OnlineLearning

$$\newcommand{\ind}{\mathbf{1}} \newcommand{\bw}{\mathbf{w}} \newcommand{\bx}{\mathbf{x}} $$

Online learning applet

The Experts Problem

At each step $t = 1, \dots, T$:
- Player observes advice of $N$ experts $f_{1,t}, \dots, f_{N,t} \in \{-1,1\}$
- Player predicts $p_t \in \{-1,1\}$
- Outcome $y_t \in \{-1,1\}$ is revealed
- Player suffers loss $\ind[p_t \ne y_t]$

"Separable" case

Assumption: there exists a perfect expert. Question: How many mistakes will you (Player) make in $T$ rounds?

Naive algorithm: choose a single expert per round, eliminate if wrong. Leads to $N-1$ mistakes.

Halving algorithm

Halving algorithm: $p_t$ = majority vote of remaining experts. Eliminate majority if wrong.

Theorem. We will make at most $\log_2 N$ mistakes.

Proof. If there is a mistake, more than half of remaining experts are wrong, and therefore the number of surviving experts halves at each mistake.

More difficult example - experts on the L2 ball

Consider the $l_2$ ball of radius 1, $b = \{x \in \mathbf{R}^d \mid ||x||_2 \le 1\}$. Choose a $w$ in the ball. Expert is defined by $f_{w,t}(x_t) = sign(w\cdot x_t)$.

Uncountable number of experts: the surface of the sphere. Does Halving algorithm apply? We cannot apply, so we are stuck.

However, suppose there is a perfect expert $w^\star$, i.e. $$\forall t \quad sign(w\cdot x_t) = y_t.$$ Assumption. There is a $\gamma > 0$ such that, $$y_t(w^\star_t \cdot x_t) \ge \gamma, \qquad \gamma > 0.$$

Margin assumption lets us discretize the sphere in intervals of $\gamma/2$: there will be one point in the discretized set which also separates the data by $\gamma/2$. Reason: we know that minimum difference between $x$'s is at least $\gamma$.

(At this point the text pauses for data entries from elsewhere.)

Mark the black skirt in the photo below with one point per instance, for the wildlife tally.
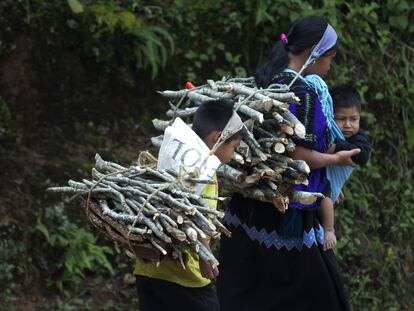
(262, 270)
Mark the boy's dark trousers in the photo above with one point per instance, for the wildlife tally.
(159, 295)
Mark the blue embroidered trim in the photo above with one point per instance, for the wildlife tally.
(314, 236)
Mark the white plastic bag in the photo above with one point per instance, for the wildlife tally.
(182, 147)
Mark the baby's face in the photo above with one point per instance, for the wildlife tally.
(347, 120)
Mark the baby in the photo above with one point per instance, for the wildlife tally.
(347, 110)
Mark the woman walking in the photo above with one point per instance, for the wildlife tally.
(276, 261)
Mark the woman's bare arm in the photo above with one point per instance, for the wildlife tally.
(317, 159)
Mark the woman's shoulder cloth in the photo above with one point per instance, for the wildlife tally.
(286, 77)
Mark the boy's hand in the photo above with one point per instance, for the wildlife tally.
(207, 270)
(331, 149)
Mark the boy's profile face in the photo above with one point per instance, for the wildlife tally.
(225, 151)
(347, 120)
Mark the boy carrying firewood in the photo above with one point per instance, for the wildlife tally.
(166, 285)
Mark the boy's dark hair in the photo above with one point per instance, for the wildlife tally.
(212, 116)
(345, 96)
(303, 34)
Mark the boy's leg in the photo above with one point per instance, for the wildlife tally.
(171, 296)
(326, 213)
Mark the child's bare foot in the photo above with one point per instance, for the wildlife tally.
(330, 239)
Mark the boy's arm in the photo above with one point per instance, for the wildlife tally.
(359, 140)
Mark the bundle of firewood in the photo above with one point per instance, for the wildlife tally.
(137, 205)
(261, 167)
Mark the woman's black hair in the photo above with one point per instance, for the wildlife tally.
(345, 96)
(303, 34)
(213, 116)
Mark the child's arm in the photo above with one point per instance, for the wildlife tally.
(359, 140)
(206, 269)
(317, 159)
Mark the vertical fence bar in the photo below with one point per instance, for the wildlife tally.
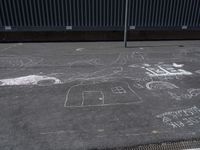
(125, 24)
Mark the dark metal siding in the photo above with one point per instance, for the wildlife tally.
(63, 15)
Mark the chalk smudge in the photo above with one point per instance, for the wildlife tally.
(28, 80)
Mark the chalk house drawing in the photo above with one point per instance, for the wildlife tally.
(160, 85)
(101, 94)
(166, 70)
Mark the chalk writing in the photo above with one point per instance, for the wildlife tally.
(188, 95)
(29, 80)
(181, 118)
(165, 70)
(160, 85)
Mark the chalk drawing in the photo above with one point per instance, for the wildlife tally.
(194, 92)
(92, 98)
(160, 85)
(80, 49)
(94, 61)
(179, 97)
(118, 90)
(187, 95)
(197, 71)
(166, 70)
(107, 93)
(178, 65)
(138, 86)
(181, 118)
(28, 80)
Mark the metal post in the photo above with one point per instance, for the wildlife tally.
(125, 24)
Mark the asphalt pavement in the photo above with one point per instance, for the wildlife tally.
(87, 95)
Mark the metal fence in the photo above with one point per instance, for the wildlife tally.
(94, 15)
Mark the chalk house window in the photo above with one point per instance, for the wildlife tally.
(118, 90)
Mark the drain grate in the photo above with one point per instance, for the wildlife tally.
(184, 145)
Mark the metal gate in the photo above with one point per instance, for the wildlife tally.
(94, 15)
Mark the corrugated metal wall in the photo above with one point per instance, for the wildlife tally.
(63, 15)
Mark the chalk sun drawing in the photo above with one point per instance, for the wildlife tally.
(28, 80)
(154, 85)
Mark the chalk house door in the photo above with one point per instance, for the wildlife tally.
(92, 98)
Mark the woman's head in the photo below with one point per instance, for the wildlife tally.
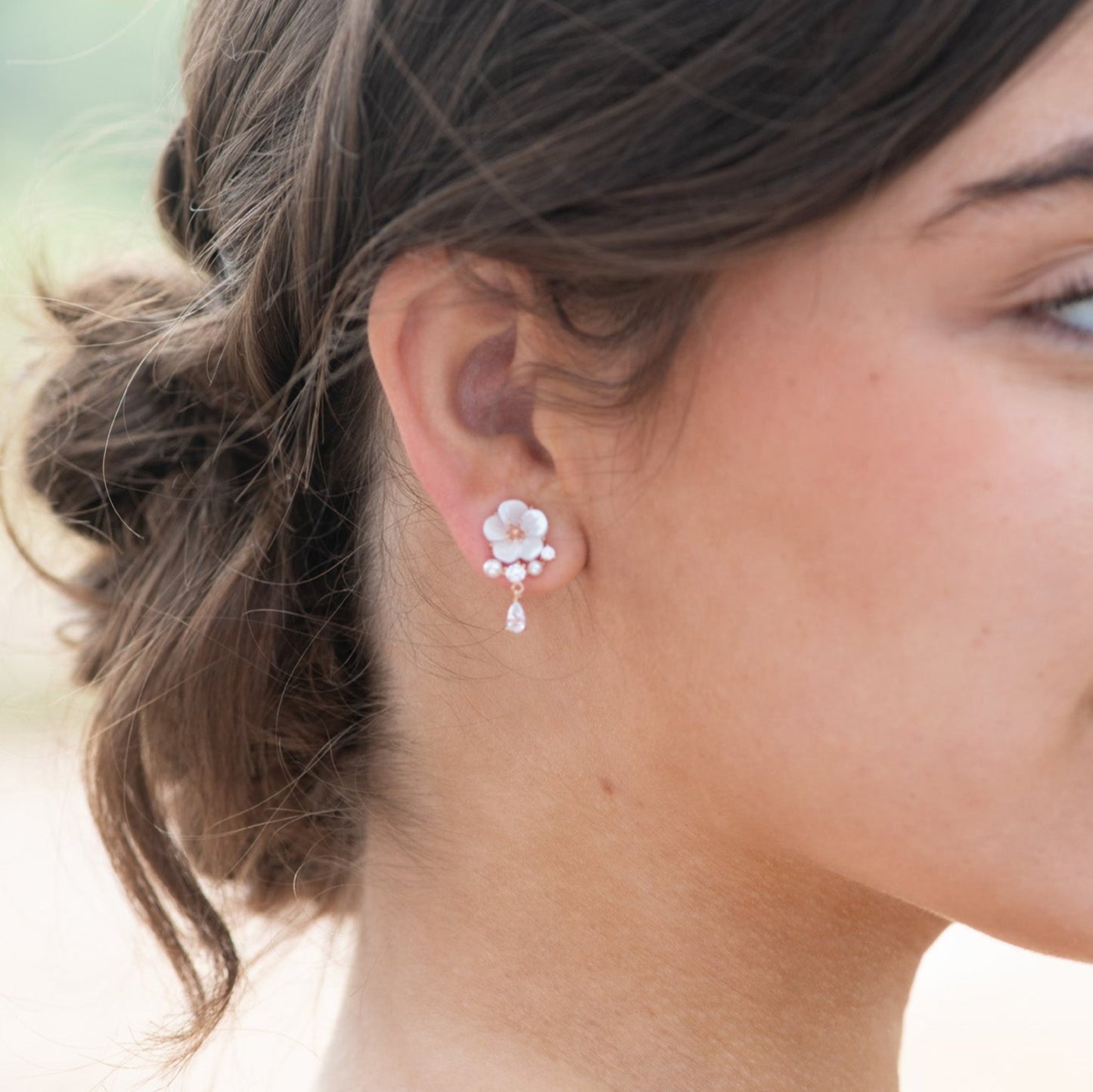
(663, 270)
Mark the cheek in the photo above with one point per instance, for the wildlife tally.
(883, 588)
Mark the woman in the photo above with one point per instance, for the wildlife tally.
(607, 506)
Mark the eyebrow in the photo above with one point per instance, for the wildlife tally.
(1067, 163)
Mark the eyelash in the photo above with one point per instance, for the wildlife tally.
(1039, 312)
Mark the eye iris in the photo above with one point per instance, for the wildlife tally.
(1078, 314)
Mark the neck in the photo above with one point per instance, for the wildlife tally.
(592, 945)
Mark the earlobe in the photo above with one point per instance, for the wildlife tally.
(446, 360)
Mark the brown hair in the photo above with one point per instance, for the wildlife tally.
(216, 432)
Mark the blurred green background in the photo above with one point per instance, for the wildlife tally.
(88, 92)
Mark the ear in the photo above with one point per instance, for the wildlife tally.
(449, 363)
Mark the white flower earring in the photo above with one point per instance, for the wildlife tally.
(516, 535)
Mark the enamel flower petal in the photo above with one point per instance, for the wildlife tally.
(516, 532)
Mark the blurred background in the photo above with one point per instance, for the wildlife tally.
(88, 95)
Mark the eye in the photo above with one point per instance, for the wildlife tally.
(1079, 313)
(1067, 314)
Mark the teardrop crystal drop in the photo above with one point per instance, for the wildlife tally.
(516, 619)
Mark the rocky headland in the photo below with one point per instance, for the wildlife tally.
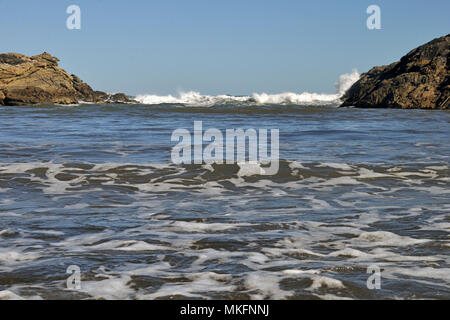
(38, 80)
(420, 80)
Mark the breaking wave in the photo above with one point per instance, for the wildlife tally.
(193, 98)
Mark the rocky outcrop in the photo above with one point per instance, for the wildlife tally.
(420, 80)
(38, 79)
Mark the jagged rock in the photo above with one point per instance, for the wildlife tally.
(420, 80)
(38, 79)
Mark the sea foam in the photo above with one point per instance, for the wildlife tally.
(193, 98)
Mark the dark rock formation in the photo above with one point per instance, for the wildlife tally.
(420, 80)
(38, 79)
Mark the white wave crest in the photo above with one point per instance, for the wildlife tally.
(193, 98)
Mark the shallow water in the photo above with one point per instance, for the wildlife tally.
(93, 186)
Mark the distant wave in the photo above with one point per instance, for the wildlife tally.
(193, 98)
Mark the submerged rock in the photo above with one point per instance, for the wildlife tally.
(420, 80)
(38, 79)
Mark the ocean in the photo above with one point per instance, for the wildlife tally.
(359, 193)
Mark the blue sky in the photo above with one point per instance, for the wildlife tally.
(230, 46)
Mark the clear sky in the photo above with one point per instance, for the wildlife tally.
(230, 46)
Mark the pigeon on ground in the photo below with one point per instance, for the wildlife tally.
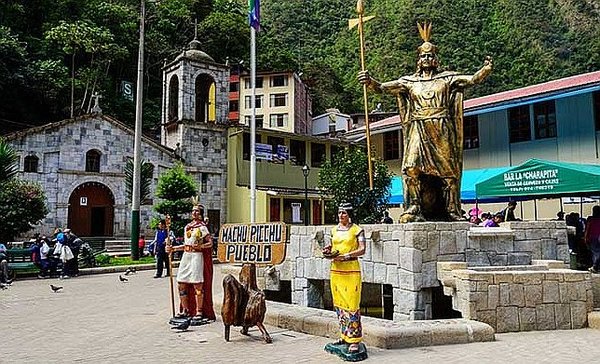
(183, 326)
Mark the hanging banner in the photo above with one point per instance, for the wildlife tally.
(252, 243)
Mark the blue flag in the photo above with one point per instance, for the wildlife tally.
(254, 13)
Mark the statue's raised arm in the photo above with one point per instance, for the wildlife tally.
(432, 127)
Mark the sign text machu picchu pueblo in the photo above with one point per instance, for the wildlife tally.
(252, 243)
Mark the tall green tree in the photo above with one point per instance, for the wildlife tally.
(345, 177)
(176, 188)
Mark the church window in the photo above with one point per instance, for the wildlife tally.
(31, 163)
(92, 161)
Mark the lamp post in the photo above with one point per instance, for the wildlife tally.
(137, 144)
(305, 172)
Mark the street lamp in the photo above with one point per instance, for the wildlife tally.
(305, 172)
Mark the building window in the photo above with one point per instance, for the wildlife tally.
(471, 132)
(278, 120)
(257, 101)
(297, 152)
(519, 124)
(596, 96)
(278, 100)
(258, 83)
(246, 145)
(279, 81)
(336, 152)
(275, 142)
(92, 161)
(317, 154)
(258, 119)
(204, 183)
(545, 119)
(31, 163)
(391, 145)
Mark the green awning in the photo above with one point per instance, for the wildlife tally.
(542, 178)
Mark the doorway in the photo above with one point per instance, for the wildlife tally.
(91, 210)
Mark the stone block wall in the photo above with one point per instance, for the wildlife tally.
(520, 299)
(405, 256)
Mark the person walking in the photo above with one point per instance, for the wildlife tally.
(159, 248)
(592, 238)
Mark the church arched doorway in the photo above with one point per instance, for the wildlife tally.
(91, 210)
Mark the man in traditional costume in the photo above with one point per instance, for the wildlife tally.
(431, 112)
(190, 275)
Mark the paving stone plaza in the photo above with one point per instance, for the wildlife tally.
(97, 319)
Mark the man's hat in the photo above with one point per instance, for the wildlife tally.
(425, 33)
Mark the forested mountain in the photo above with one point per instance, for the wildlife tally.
(44, 42)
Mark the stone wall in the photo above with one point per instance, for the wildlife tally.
(405, 256)
(521, 298)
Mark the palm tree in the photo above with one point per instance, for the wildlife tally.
(9, 161)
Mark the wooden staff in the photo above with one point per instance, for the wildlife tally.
(360, 10)
(169, 243)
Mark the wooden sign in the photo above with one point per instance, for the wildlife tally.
(252, 243)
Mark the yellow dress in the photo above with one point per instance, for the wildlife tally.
(346, 283)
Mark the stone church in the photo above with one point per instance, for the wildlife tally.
(80, 162)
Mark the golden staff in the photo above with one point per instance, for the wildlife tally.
(169, 243)
(360, 10)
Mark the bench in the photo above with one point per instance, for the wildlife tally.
(19, 260)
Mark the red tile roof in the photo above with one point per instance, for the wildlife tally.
(529, 91)
(567, 83)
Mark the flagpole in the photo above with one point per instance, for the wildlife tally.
(360, 10)
(253, 125)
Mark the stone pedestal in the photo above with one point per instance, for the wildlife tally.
(405, 256)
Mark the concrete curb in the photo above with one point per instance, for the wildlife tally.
(594, 319)
(378, 332)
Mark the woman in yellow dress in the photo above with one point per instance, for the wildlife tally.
(347, 244)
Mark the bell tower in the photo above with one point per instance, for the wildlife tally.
(195, 92)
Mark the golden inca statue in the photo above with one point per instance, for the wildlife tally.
(431, 111)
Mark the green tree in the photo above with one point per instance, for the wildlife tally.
(23, 203)
(145, 180)
(175, 188)
(346, 178)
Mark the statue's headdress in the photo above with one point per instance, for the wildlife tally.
(196, 204)
(425, 32)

Therefore we can run the Halving algorithm. What is $N$? Discretize to $\approx\gamma$ level. In a box, with sides 1 and $d$ dimensions, there will be $1/\gamma^d$ different discretized squares. So we can say that there is a similar order of magnitude for partitioning the ball.

Therefore we make at most $N$ mistakes, where $N$ is the order of, $$N = O\left(\log \left(\frac{1}{\gamma}\right)^d \right) = O\left(d \log \frac{1}{\gamma}\right).$$

In general, margin allows us to be certain that we have reached the right answer. Otherwise, we can get infinitely close to the correct answer and still be wrong.

Pros: logarithmic dependence on $\frac{1}{\gamma}$.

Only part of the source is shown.